Pour une histoire des entreprises : le registre du commerce et le registre/répertoire des métiers

Faire l’histoire d’une société n’est pas une simple affaire. Et pour cause, l’essentiel des documents qui y sont produits appartiennent à l’entreprise. Certes, dans de rares cas, les archives sont mises à disposition des chercheurs soit directement par l'établissement, soit par l’intermédiaire d’un musée, ou encore par le biais d’un dépôt d’Archives (fonds privés)1. Mais il existe d’autres moyens qui permettent, pour partie, de contourner ces difficultés. C’est notamment le cas des fonds des tribunaux de commerce et plus particulièrement du registre du commerce et des sociétés.

Carte postale. Collection particuilère.

Ce dernier est créé par la loi du 18 mars 1919 et l'arrêté du 22 mars 1920. Toute personne exerçant une activité commerciale ou industrielle est désormais obligée de s’immatriculer afin que l’administration puisse à tout moment vérifier l'existence de la société. Le registre permet en effet de centraliser toutes les informations légales des commerçants (état civil, activité exercée, modifications de l’activité).

La manipulation du registre est assez simple, à condition qu’il soit communicable2. Il se présente sous la forme d’un fichier alphabétique dont les éléments renvoient aux registres analytiques et aux dossiers individuels (immatriculations, inscriptions modificatives, radiations, éventuellement des pièces justificatives). La plus grande difficulté est en réalité de savoir qui on cherche. Et pour cause, sans le nom du commerçant ou son numéro d’immatriculation, il devient vite fastidieux de s’y retrouver. S’il existe bien un fichier géographique (pour retrouver une société à partir du nom d’une rue) et un  fichier chronologique dans chaque tribunal de commerce, ils ne sont pas toujours conservés dans les dépôts d’Archives départementales3.

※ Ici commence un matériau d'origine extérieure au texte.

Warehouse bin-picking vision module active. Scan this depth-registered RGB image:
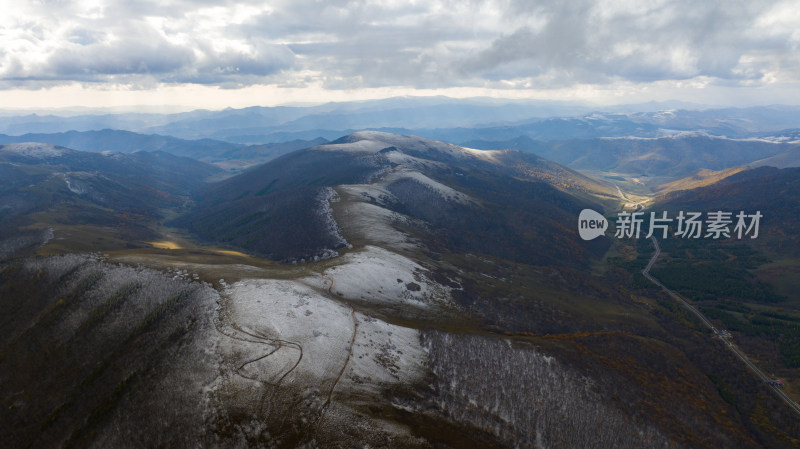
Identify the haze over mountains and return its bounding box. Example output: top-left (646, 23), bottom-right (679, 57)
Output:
top-left (0, 99), bottom-right (800, 449)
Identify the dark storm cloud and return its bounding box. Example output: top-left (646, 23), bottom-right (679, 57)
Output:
top-left (0, 0), bottom-right (800, 88)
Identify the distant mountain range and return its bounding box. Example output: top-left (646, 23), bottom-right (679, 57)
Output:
top-left (464, 132), bottom-right (800, 178)
top-left (0, 143), bottom-right (221, 238)
top-left (0, 129), bottom-right (327, 169)
top-left (175, 131), bottom-right (614, 266)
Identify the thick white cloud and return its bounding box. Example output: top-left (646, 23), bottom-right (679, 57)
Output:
top-left (0, 0), bottom-right (800, 102)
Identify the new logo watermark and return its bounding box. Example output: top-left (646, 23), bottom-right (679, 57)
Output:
top-left (578, 209), bottom-right (763, 240)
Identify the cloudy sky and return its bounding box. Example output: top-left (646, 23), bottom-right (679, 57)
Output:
top-left (0, 0), bottom-right (800, 108)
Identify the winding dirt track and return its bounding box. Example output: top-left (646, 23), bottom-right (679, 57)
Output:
top-left (322, 275), bottom-right (358, 409)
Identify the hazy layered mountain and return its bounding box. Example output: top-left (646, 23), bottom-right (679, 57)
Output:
top-left (0, 129), bottom-right (327, 170)
top-left (466, 133), bottom-right (800, 178)
top-left (0, 143), bottom-right (220, 242)
top-left (176, 131), bottom-right (613, 265)
top-left (6, 97), bottom-right (800, 144)
top-left (0, 131), bottom-right (800, 449)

A partir de 1936, le registre connaît une légère modification. Si pour les commerçants rien ne change, désormais, les artisans sont enregistrés dans le registre des métiers. On y trouve sensiblement les mêmes informations (état civil, nature de l’activité, nombre d’employés, brevets d'inventions, marques de fabrique...). La procédure de recherche est similaire et ce, même après le 1er mars 1962, date à laquelle le décret 62-235 transfère la tenue du répertoire (et non plus le registre) des métiers aux chambres des métiers.

Pourtant, derrière cette simplicité évidente, il y a une subtilité qu’il nous paraît utile de préciser. Lorsque l’arrondissement judiciaire ne possède pas de tribunal de commerce, les sociétés doivent s’immatriculer auprès du greffe commercial siégeant au tribunal de première instance. Ce faisant, les archives sont conservées dans les fonds de ces derniers tribunaux. Pour être clair, prenons l’exemple concret du Morbihan. Jusqu’en 1958, il y a quatre ressorts judiciaires à savoir Vannes, Lorient, Ploërmel et Pontivy. Or, seuls les deux premiers possèdent un tribunal de commerce. Les sociétés souhaitant se faire inscrire dans les ressorts de Ploërmel et Pontivy doivent alors se faire immatriculer auprès du tribunal de première instance.

Courrier à en-tête d'une entreprise des Côtes-du-Nord. Collection particulière.

Pour aller plus loin, nous pouvons également conseiller la consultation d'autres sources susceptibles d'apporter des éléments complémentaires sur les entreprises. Signalons ainsi :

  1. les annuaires.
  2. les actes de sociétés, les dossiers de faillites, les dossiers de liquidations judiciaires et les jugements des litiges (fonds des tribunaux de commerce).
  3. les actes de sociétés (fonds des justices de paix).
  4. les dossiers d'installations classées (fonds de la préfecture).
  5. les diverses sources fiscales (cadastre, enregistrement).

Yves-Marie EVANNO

 

1 On peut citer deux exemples. Les archives des Forges d’Hennebont, dans le Morbihan, sont consultables à l’écomusée des Forges. Quant aux archives de la biscuiterie LU, elles sont disponibles pour la période fin 19e / mi 20e siècle aux Archives départementales de Loire-Atlantique  sous les cotes 118 J et 202 J.

2 Si les fiches alphabétiques sont immédiatement communicables, les dossiers individuels ne le sont qu’après 75 ans (en raison de la présence d’actes notariés et d’état-civil), sauf en cas de dérogation.

3 Précisons par exemple que les fichiers géographiques des tribunaux de Vannes et Lorient sont conservés aux Archives départementales du Morbihan, à la différence des fichiers chronologiques.